LINGKARWILIS.COM – Kematian tragis yang menimpa Juliana Marins (27), pendaki Gunung Rinjani asal Brasil terus menyita perhatian publik.
Banyak sekali perdebatan dari netizen Indonesia dan Brasil dibalik proses evakuasi Julian Marins yang dilakukan Tim SAR sejak Sabtu lalu hingga saat ini.
Gunung Rinjani yang berlokasi di Lombok, Nusa Tenggara Barat terkenal dengan gunung berapi tertinggi kedua di Indonesia dan memiliki zona pendakian yang tidak mudah.
Beberapa fakta menunjukkan bahwa proses evakuasi Juliana Marins diwarnai dengan berbagai tantangan serta keputusan yang menimbulkan pertanyaan.
Berikut lima fakta penting di balik insiden kematian Julian yang terjadi di jalur pendakian Sembalun, tepatnya di titik Cemara Nunggal.
Fakta Dibalik Kematian Juliana Marians di Gunung Rinjani
1 Juliana Ditinggal Sendirian oleh Pemandu
Juliana memulai pendakian bersama enam rekannya dan seorang pemandu lokal pada Sabtu (21/6/2025) dini hari melalui jalur Sembalun.
Ketika berada di titik Cemara Nunggal, Juliana dilaporkan mengalami kelelahan.
Pemandu menyarankannya untuk beristirahat di tempat itu, sementara ia melanjutkan perjalanan ke puncak bersama lima pendaki lainnya.
Ketika Juliana tak kunjung menyusul, pemandu kembali ke titik istirahat tetapi sudah tidak menemukan keberadaannya.

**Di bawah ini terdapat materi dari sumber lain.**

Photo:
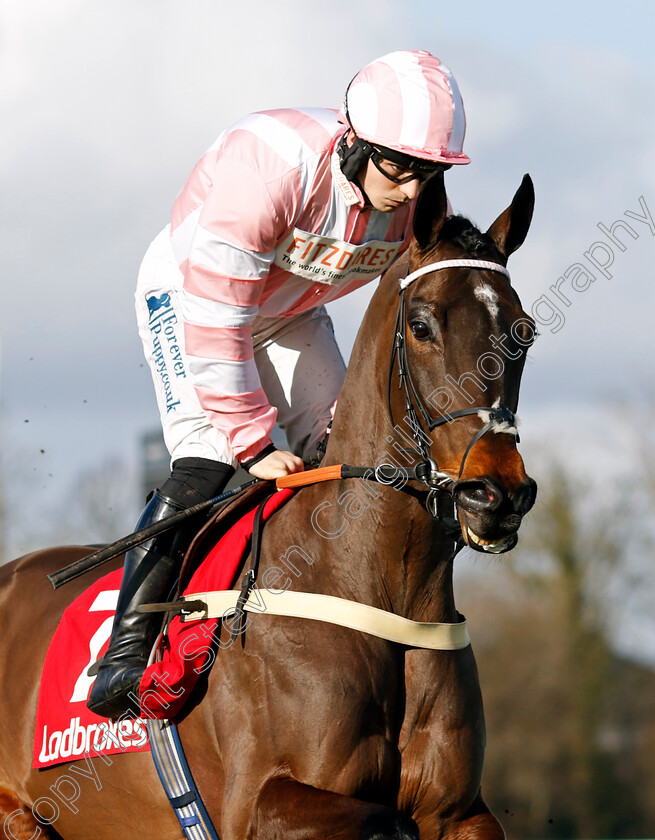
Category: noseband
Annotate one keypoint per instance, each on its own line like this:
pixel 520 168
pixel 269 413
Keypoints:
pixel 498 416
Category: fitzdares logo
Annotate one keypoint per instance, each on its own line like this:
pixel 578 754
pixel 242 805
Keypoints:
pixel 167 355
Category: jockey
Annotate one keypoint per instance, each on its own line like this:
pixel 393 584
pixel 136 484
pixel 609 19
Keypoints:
pixel 287 210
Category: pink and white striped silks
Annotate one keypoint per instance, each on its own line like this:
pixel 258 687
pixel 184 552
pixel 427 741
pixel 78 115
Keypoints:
pixel 266 229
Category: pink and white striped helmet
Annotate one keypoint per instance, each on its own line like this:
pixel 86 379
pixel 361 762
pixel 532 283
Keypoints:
pixel 408 101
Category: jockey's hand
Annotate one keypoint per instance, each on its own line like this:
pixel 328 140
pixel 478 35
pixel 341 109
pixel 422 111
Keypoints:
pixel 276 465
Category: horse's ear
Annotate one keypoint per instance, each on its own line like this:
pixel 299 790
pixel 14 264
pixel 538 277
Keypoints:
pixel 430 210
pixel 511 227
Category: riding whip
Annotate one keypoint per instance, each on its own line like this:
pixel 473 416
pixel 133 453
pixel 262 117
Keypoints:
pixel 103 555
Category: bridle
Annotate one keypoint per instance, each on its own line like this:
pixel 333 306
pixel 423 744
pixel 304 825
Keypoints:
pixel 498 417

2. Juliana Masih Hidup Saat Pertama Kali Ditemukan
Juliana pertama kali diperkirakan jatuh dari ketinggian 150–200 meter.
Pada Sabtu pagi, 21 Juni suara teriakan korban masih terdengar, menunjukkan bahwa ia masih hidup meski mengalami syok berat.

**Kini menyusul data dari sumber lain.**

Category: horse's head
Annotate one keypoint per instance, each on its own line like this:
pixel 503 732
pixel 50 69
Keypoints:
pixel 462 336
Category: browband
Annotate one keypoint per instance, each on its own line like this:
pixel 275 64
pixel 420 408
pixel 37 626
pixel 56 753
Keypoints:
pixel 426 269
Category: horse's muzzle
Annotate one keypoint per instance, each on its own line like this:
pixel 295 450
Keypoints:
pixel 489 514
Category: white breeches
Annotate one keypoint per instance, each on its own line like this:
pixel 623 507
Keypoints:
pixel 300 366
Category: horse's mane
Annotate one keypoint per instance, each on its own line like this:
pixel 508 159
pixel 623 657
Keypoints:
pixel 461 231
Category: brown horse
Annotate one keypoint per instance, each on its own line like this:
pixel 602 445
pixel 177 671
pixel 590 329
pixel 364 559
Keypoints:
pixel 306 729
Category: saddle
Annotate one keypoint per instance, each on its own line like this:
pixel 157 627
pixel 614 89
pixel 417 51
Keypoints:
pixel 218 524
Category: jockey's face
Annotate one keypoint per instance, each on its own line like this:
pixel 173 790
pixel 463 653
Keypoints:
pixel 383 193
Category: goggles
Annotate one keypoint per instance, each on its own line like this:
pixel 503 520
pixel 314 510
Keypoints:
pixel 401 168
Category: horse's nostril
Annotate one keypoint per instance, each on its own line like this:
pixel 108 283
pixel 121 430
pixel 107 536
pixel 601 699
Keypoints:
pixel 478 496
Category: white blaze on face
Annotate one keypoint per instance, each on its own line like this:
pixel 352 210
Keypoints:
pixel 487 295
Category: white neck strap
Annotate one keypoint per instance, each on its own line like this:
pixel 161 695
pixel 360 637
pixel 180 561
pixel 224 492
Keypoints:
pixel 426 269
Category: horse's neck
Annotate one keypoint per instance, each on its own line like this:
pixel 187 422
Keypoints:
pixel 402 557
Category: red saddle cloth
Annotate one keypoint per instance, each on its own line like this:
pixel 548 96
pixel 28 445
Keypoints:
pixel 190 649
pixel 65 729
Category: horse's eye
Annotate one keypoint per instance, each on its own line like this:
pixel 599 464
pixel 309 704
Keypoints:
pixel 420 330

Kondisinya yang tergantung di lereng curam menjadi tantangan utama tim penyelamat.
Namun, seiring berjalannya waktu dan cuaca yang terus berubah, posisi korban semakin sulit dijangkau.
3. Tubuh Juliana Makin Terperosok Saat Pencarian Berlangsung
Awalnya Juliana ditemukan terjatuh di ketinggian hingga 200 meter tetapi di hari selanjutnya dirinya makin terperosok ke bawah.
Saat pencarian pukul 20.00 waktu setempat, tim turun hingga 300 meter tetapi tidak menemukan Julianan ataupun sahutannya.
Kemudian pencarian kembali dilakukan pada Minggu (22/6), tim SAR melakukan penyambungan tali untuk mencari keberadaan Juliana.
Pada Senin (23/6), drone thermal berhasil mendeteksi Juliana tersangkut di tebing pada kedalaman sekitar 500 meter. Saat itu, tubuhnya sudah tidak menunjukkan gerakan.
Korban berhasil didekati pada Selasa (24/6) pukul 18.00 WITA, Juliana ditemukan di kedalaman 600 meter
4. Evakuasi Dihambat Kabut dan Medan Ekstrem
Tim penyelamat menghadapi kondisi sangat berat di lapangan. Kabut tebal membatasi jarak pandang, medan terjal dan licin menghambat pergerakan, serta banyaknya overhang di tebing membuat pemasangan anchor tidak memungkinkan.
Salah satu anggota tim bahkan harus bermalam di lereng (flying camp) demi mengamankan posisi dan melanjutkan evakuasi keesokan harinya.
5. Pencarian Berlangsung Selama Tiga Hari
Tim SAR gabungan mulai bergerak sejak pagi Sabtu (21/6) dan baru berhasil memantau posisi pasti Juliana pada Senin (23/6).
Meski berbagai skema diterapkan, termasuk penyambungan tali dan penggunaan drone thermal, evakuasi terus terkendala.
Dalam rapat evaluasi bersama Gubernur NTB, opsi penggunaan helikopter sempat diajukan tetapi medan yang sempit dan cuaca yang cepat berubah membuat opsi itu sulit diterapkan secara aman.
Kematian Juliana menimbulkan simpati luas, termasuk dari warga Brasil yang mengkritik lambatnya penanganan evakuasi oleh pihak Indonesia.
Sementara tim SAR dan relawan di lapangan menyatakan bahwa seluruh prosedur telah dijalankan sesuai protokol penyelamatan di medan ekstrem.
Tragedi ini menjadi pengingat bahwa pendakian di gunung bukan hanya soal fisik dan semangat, tapi juga menyangkut keselamatan, komunikasi, dan tanggung jawab kolektif antara pemandu, tim penyelamat, dan seluruh pihak terkait.